Ni historien, ni partisan, ni homme politique, ni tout à fait philosophe, quoique ... (imaginez Coluche qui publie chez Gallimard), David di Nota écrit et décrit avec une précision millimétrée le parcours qui mène des idéologies aux réalités. Ce petit décryptage n'est ni lisse ni cathartique, il passe et fait passer de l'indignation au rire, du cynisme à l'humain (le cynisme étant du côté des idéologies, non de l'humain), ôte ces tragiques de carton-pâte qui nous empêchent de voir l'histoire, nos histoires, nous qui noyons le poisson à grands flots d'idéaux. Y aurait-il de vraies fausses guerres en médecine ? On entend si souvent que chaque année XXX patients meurent faute de greffe ... Le discours public sur le don d'organes mène un combat humanitaire, un peu comme ces guerres humanitaires en Bosnie et au Kosovo.

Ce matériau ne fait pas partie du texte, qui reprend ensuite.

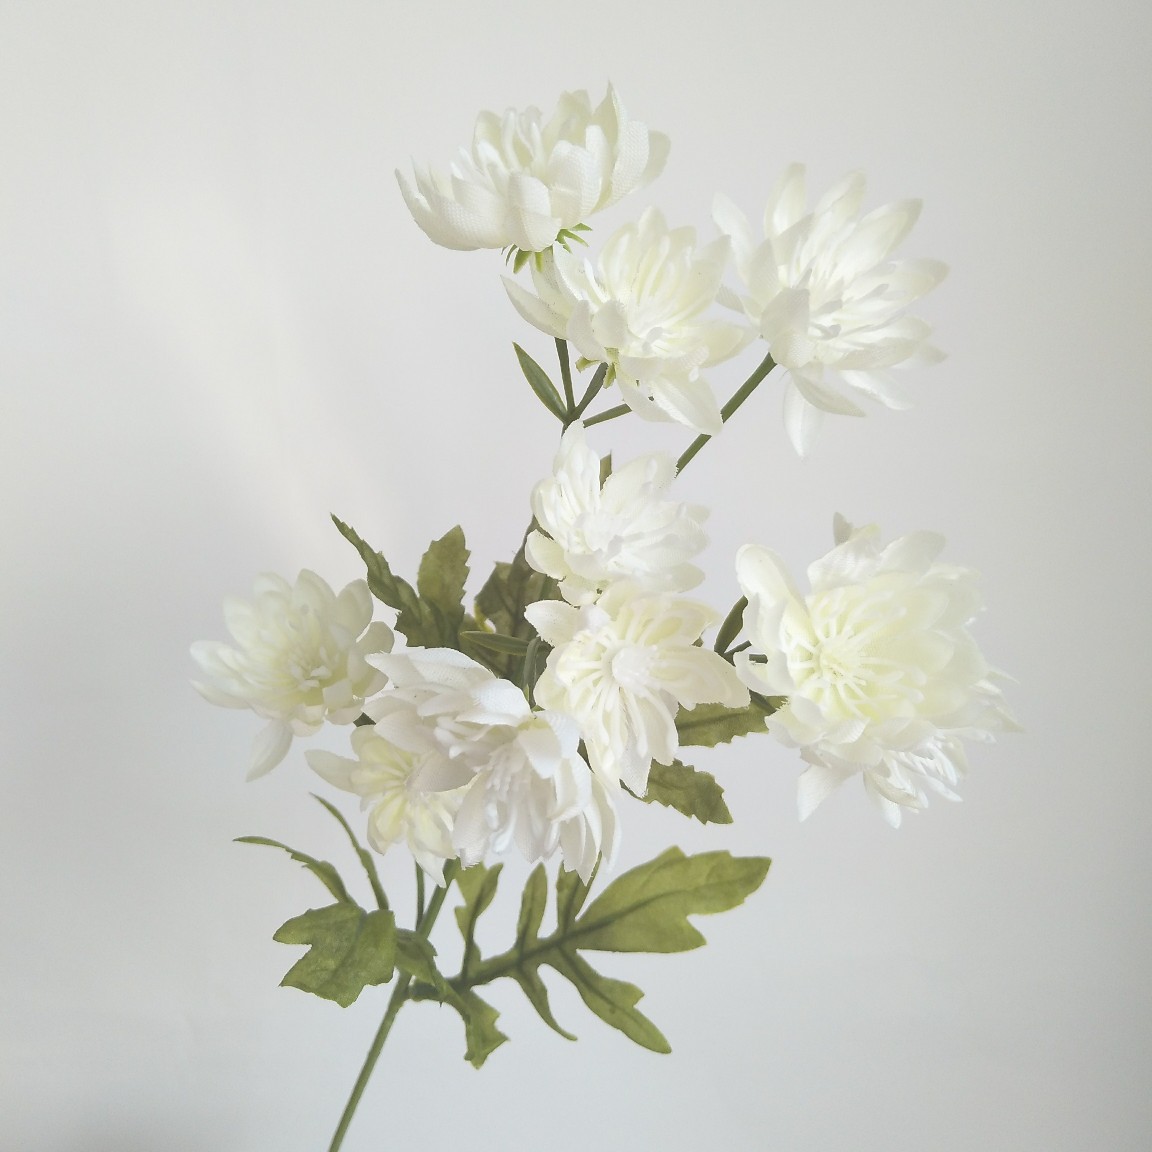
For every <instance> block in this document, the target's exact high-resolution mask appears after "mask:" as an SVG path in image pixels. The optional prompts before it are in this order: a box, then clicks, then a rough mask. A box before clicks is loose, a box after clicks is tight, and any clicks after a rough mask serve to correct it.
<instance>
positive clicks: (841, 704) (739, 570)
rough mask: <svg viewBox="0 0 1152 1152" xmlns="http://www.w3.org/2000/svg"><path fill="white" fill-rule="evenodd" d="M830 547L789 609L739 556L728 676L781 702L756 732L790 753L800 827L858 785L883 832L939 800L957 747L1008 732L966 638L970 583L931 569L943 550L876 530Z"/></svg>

Les partisans du don d'organes seraient nos Casques bleus engagés dans un courageux combat pour faire triompher nos valeurs dans toute l'Europe : liberté - égalité - fraternité - bonne santé.
Est-ce si simple, comme pourrait le croire tout Candide usager de la santé ?
D'un côté : victoire humanitaire, contrôle juridique, le Droit qui parvient à "corseter la guerre", "droit d'ingérence au profit d'un respect de la souveraineté".
De l'autre : grâce aux principes d'anonymat et de gratuité du don d'organes inscrits dans les lois bioéthiques réglementant les transplantations d'organes en France, le trafic d'organes est banni, il n'y a ni morcellement ni marchandisation du corps humain, le Progrès c'est la transplantation d'organes.
Un triomphe ? Pas tant que cela :
"Ces interventions en Bosnie ou au Kosovo, que David di Nota qualifie de 'guerres morales', semblent des échecs. Comment l’explique-t-il ? On ne peut pas tricher avec la guerre. Ce n'est pas une action de police. Un officier de police n'a pas vocation à tuer. Un soldat, si. Un soldat peut tuer parce qu'il doit affronter le caractère potentiellement illimité de la violence. Mais justement parce que la guerre nous place face au danger de l'escalade, aucun Etat ne peut s'offrir le luxe de se battre vraiment pour sauver des vies humaines. Il faut donc transiger. Toutes ces guerres par principes sont des guerres où, dans l'ombre et dans les faits, on transige beaucoup. Nous avons fait la guerre contre le nettoyage ethnique en Bosnie, mais pour célébrer Milosevic à Dayton. Nous avons fait la guerre en Serbie, mais pour créer un nouvel Etat en dépit des limites exlusivement humanitaires qui nous nous étions données (stopper un nettoyage ethnique). Je n'appelle pas ça des victoires humanitaires, mais des recompositons politiques. Le fait qu'elles nous échappent en dépit du pseudo-contrôle juridique que nous croyons exercer sur elles devrait nous inciter à la modestie, mais la modestie n'est pas au programme de l'Europe." (Source)
Et côté médecine ? "La greffe, oui, mais à quel prix ?", voilà ce que me disent depuis 2005 des usagers de la santé, acteurs des transplantations, politiques, alors que, dans mon rôle de médiation éthique, je m'entretiens avec eux sur le sujet : "éthique et transplantation d'organes". La greffe au prix d'un consentement présumé (cette loi qui fait de chacun de nous un potentiel donneur) certes inscrit dans la loi mais sans fondement éthique (promouvoir n'est pas informer), la greffe au prix d'une concurrence avec d'autres alternatives thérapeutiques se trouvant muselées durant une à plusieurs décennies (le cordon ombilical et le sang placentaire, dont le potentiel thérapeutique à peine exploré aurait peut-être pu permettre de réparer des organes, l'assistance circulatoire mécanique pour assister un coeur défaillant à l'aide d'une micro-turbine, rendant la greffe cardiaque caduque, etc.), la greffe au prix d'un "marketing social du Don" (Philippe Steiner, sociologue, auteur chez Gallimard) nous faisant un peu trop vite oublier que le "don" d'organes est en fait un sacrifice, car ce "don" modifie la fin de vie du "donneur", pas toujours pour le meilleur ... Voir mes 52 chroniques bioéthiques sur AgoraVox, le journal citoyen en ligne, de 2007 à 2010, sur ce thème : la greffe, oui, mais à quel prix ?
A la guerre comme à la médecine, faire de la médiation éthique, nous demander :
"Aurait-on raté une occasion de voir le monde autrement ?" 
Répondre par l'affirmative tout en restant politiquement correct ? Mission impossible. La modestie n'est pas au programme de l'Europe, ni de la médecine.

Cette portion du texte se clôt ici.